Kalix: Move to the Cloud. Extend to the Edge. Go Beyond.

Jonas Bonér.: CTO & Co-founder, Lightbend.

17 May 2022,
12 minute read

Moving to the cloud and edge comes with big rewards such as new use-cases and business opportunities.

But how to efficiently build cloud and edge applications can be a confusing journey, mainly due to the lack of managed platforms that unifies:

Developer Experience (DX) for modeling and building stateful and stateless cloud-native and edge-native applications (including consistency and query models).
ZeroOps Experience, merging the cloud and edge into a single “thing,” a cloud-to-edge continuum that provides a unified way to do system design, deployment, and operations.
Reactive Runtime that delivers ultra-low latency with high resilience throughout the whole range of cloud and edge applications by continuously optimizing data access, placement, locality, and replication.

We set out to create a powerful PaaS that addresses these challenges for the cloud-to-edge continuum. An API PaaS that enables any developer with any language to build high-performance, data-centric applications without a database.

We did it. This is the story of Kalix.

Cloud complexity is slowing down engineering teams

Cloud infrastructure today is a thriving ecosystem of products driving innovation in many areas. But cloud infrastructure is proving to be quite complex, skills are limited, and development teams are drowning in how, where, when, and even why to make use of it. Business initiatives structured on the promise of the cloud—speed to market, scalability, and cost-effectiveness—are instead faced with slower and more costly projects than projected, fraught with overwhelmed engineering teams and a growing accumulation of technical debt.

To tackle some of this complexity, Kubernetes has emerged as the de facto standard “operating system” for the cloud today; it is excellent at managing, orchestrating, and ensuring availability and scalability of empty “boxes”: the containers. But that’s only half of the story. It matters equally much what you put in these “boxes” and how you stitch them together into a single coherent system. There are too many options and decisions today, leaving developers with the task of building a complete application in a more or less ad hoc fashion. Often using tools, techniques, and patterns that they already know but are not designed for the world of these distributed systems—e.g., the cloud, microservices, Kubernetes, service meshes—setting them up for failure.

There needs to be an equal investment in the application layer to address this problem. We need to make it easier for the developer to build complete applications, bring together, complement, and take full advantage of all the excellent underlying cloud infrastructure we have at our disposal. Also, more efficient cloud infrastructure utilization results in better performing and more scalable applications, lower costs, and reduced environmental impact.
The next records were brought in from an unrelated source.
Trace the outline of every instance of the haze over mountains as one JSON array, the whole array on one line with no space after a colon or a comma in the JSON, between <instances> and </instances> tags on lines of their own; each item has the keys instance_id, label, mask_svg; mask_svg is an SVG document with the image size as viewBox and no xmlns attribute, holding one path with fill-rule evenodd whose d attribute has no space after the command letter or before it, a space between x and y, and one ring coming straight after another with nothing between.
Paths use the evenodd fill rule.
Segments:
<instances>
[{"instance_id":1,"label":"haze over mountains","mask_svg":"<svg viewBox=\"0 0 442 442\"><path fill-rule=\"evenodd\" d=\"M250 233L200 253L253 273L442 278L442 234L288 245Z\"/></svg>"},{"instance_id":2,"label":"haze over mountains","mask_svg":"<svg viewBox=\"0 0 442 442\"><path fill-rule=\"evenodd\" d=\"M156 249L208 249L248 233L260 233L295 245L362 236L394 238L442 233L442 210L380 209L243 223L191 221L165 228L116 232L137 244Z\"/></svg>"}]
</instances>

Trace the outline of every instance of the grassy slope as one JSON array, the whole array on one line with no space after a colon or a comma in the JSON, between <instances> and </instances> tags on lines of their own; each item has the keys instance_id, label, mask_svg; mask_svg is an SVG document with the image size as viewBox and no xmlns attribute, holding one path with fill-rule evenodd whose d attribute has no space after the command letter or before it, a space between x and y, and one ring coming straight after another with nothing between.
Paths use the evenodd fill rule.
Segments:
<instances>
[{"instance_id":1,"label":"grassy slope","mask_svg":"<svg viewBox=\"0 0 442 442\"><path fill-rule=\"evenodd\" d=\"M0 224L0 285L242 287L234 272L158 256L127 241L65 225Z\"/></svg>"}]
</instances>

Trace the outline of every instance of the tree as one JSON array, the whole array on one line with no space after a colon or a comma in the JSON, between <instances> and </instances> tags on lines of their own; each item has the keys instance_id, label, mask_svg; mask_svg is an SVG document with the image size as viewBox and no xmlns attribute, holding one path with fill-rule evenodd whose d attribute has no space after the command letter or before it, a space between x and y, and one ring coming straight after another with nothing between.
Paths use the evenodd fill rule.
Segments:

That sounds simple enough, but there are many roadblocks preventing organizations from fully embracing the value of what cloud infrastructure can provide, including managing local and distributed application data with consistency and integrity.

Managing local and distributed workflow, communication, and coordination.
Managing client context and communication.
Maintaining business rules and operational semantics of the application as a whole.
Ensuring intelligent and adaptive co-location of data, compute, and end-user.
Integration with other systems.

So, how can we help developers manage this complexity gracefully? With a programming model and a holistic Developer Experience (DX) designed specifically for the cloud and edge, working in concert with the underlying infrastructure in maintaining application properties and requirements on behalf of its users.

Serverless, sure—but no cigar

Alfred North Whitehead famously said, “Civilization advances by extending the number of important operations which we can perform without thinking of them.” This quote translates directly to software development. We are constantly climbing the ladder of abstractions, trying to do more with less, faster, and automate away as much as possible.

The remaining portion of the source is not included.